The value of a proper investigation before remediation is straightforward:
- It prevents overspending. Not every balcony showing symptoms requires the same treatment. A drainage defect does not require a membrane replacement. A flashing failure does not require a full strip-out.
- It prevents underspending. A balcony with genuine membrane failure that receives only a flashing repair will continue to leak. The investigation identifies which balconies truly need comprehensive work.
- It provides defensible documentation. The investigation report gives the owners corporation a clear, evidence-based rationale for the remediation scope — important for strata governance, levy justification, and any future warranty claims.

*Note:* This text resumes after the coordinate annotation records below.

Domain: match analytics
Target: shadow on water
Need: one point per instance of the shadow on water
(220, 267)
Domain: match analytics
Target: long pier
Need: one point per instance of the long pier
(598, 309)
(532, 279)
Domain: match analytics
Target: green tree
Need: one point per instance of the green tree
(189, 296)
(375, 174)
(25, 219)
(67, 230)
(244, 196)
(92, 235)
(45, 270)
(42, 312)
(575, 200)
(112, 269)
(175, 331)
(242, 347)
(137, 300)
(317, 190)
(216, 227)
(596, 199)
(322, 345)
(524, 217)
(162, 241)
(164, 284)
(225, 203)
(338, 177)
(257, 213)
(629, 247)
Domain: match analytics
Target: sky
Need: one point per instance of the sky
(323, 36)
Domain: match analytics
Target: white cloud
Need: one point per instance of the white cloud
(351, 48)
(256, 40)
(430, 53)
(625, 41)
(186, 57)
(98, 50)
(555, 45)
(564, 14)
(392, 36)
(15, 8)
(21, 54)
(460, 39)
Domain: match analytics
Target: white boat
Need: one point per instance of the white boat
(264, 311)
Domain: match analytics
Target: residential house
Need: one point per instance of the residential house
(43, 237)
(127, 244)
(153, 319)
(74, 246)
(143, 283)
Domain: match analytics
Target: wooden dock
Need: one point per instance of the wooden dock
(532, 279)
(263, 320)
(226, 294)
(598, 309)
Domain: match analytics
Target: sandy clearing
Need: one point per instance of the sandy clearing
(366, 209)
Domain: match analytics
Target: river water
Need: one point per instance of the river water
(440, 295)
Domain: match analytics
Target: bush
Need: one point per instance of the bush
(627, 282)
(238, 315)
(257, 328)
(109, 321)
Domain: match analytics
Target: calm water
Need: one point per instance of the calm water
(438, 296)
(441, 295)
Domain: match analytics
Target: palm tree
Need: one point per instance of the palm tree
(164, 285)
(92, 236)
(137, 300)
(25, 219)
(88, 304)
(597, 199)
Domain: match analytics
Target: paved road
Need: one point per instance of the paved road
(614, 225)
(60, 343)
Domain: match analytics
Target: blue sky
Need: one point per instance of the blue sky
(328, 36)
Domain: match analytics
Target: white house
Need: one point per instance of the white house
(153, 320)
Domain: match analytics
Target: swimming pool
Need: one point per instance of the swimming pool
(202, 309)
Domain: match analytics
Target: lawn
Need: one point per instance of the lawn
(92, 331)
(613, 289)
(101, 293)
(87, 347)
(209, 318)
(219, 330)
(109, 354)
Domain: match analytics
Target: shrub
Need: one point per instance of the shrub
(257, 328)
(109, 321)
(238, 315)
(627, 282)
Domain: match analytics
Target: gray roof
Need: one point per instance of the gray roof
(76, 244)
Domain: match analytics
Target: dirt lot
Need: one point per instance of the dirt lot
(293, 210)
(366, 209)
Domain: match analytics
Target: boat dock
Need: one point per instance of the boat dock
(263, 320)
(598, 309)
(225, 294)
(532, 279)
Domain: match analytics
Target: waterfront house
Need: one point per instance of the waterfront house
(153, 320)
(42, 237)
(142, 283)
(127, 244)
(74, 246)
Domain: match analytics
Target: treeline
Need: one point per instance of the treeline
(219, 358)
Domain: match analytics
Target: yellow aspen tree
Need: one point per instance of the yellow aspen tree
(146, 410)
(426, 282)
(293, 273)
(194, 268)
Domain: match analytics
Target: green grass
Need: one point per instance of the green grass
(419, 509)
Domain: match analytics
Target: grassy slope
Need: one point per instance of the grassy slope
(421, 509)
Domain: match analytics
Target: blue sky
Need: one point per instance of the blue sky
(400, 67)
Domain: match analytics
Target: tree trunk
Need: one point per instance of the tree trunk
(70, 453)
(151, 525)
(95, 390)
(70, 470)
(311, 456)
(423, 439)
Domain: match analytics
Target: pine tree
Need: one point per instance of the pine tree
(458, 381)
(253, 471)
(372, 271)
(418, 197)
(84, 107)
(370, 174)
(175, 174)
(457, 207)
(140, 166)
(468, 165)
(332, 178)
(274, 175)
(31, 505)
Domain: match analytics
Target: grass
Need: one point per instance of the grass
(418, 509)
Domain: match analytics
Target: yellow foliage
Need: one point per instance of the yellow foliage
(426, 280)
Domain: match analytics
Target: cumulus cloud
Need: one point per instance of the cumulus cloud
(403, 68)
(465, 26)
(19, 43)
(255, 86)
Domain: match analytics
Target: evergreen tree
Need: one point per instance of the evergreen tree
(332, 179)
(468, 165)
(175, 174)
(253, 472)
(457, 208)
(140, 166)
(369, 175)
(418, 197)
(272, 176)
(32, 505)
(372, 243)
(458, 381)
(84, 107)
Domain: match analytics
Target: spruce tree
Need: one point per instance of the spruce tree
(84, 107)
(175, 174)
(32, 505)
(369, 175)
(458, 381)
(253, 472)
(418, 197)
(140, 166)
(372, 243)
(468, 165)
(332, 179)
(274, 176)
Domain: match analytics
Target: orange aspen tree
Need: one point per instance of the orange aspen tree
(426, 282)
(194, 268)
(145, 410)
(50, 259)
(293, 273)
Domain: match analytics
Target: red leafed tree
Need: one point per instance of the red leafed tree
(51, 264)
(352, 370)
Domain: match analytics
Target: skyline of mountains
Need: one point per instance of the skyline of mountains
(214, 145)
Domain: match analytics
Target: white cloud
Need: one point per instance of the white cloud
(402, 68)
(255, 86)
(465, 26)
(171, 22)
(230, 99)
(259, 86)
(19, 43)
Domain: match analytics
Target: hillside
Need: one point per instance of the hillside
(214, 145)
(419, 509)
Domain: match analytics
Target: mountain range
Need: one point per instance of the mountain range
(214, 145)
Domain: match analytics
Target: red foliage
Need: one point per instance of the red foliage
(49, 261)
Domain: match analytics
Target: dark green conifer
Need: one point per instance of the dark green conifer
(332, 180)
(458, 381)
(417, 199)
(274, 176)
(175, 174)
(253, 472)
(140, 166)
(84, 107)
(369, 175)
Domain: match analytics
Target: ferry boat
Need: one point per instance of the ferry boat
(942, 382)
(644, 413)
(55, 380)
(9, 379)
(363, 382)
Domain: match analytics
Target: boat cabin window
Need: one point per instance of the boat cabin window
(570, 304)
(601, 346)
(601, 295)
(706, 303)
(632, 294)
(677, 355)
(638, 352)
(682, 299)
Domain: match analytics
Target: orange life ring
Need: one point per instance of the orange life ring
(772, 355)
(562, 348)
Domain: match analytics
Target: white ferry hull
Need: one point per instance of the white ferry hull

- It establishes a baseline. The investigation documents the current condition of every balcony, including those not requiring immediate work. This baseline supports the strata’s capital works planning by identifying which balconies may need attention in the medium term.
The investigation itself represents a modest cost relative to the remediation works it informs. In this case, the cost of the investigation was recovered many times over through the reduction in unnecessary replacement scope.
When to Seek an Independent Investigation
If your strata building has received a remediation quote that prescribes the same scope of works across all balconies, it is worth asking whether an independent investigation has been carried out to confirm that every balcony actually requires that level of work. A contractor quoting on remediation has an inherent interest in a larger scope. An independent consultant — one who is not tendering for the remediation work — provides an objective assessment.
Under the Strata Schemes Management Act 2015 (NSW), the owners corporation has a responsibility to maintain common property, which includes balcony waterproofing membranes. That responsibility includes ensuring remediation is appropriately scoped — neither under-done nor over-done. A proper investigation is the foundation for meeting that obligation.